While grateful for his runs, on occasions his England team-mates were driven to distraction by the pace at which he made them, never more so than in the second Test against New Zealand in Christchurch in February 1978 when the young Botham was sent out with instructions from the senior players to run their skipper out.

Pretty damning stuff.  Then again, Boycott’s supporters will point to what happened during the rest of that summer of ’77, post the Randall run-out, as proof that their man was always much maligned.

At Trent Bridge he batted on all five days, made 107 in the first innings from 315 balls and 80 not out in the second from 231, and at the end, walked off arm in arm with Randall, “The run out completely forgotten,” according to Wisden.

At Headingley, to the delight of his Yorkshire public, and a ten-minute delay while they settled down again afterwards, he duly drove Greg Chappell to the long-on boundary to became the first player to make his 100th hundred in a Test match, with TV pictures showing Randall, on the dressing room balcony, barely able to contain his delight.

Boycott went on to make 191 there, in both instances his batting was the platform upon which England built crushing victories and he ended the series with 442 runs at an average of 147.33 and England 3-0 winners.

The great Brian Johnston, once entered these observations into the Boycott debate and, as we started with the TMS team, why not let him have the last word (for now)?

According to Johnners: “I said to him: ‘You know, I don’t consider you to be a complete batsman because you don’t take an attack by storm’. And he said: ‘Well, no.
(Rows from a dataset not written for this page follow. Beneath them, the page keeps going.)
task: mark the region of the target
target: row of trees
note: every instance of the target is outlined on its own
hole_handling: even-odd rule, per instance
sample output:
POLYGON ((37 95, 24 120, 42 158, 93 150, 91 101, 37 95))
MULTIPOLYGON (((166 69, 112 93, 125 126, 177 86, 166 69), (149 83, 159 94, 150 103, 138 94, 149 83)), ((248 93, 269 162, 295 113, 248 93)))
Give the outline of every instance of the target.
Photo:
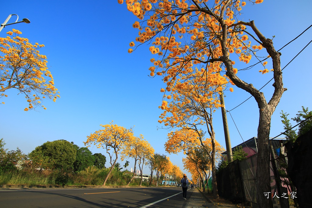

You see I am the best batsman in the side so I must not take risks. The others must’. He was quite straightforward about it.

“I asked about the run outs and he said: ‘I mustn’t be the one run out.

The other people have got to make the sacrifices’. He quite genuinely believed it.

“He would have been the best professional golfer there’s ever been. He could have played for himself and not run anyone out.”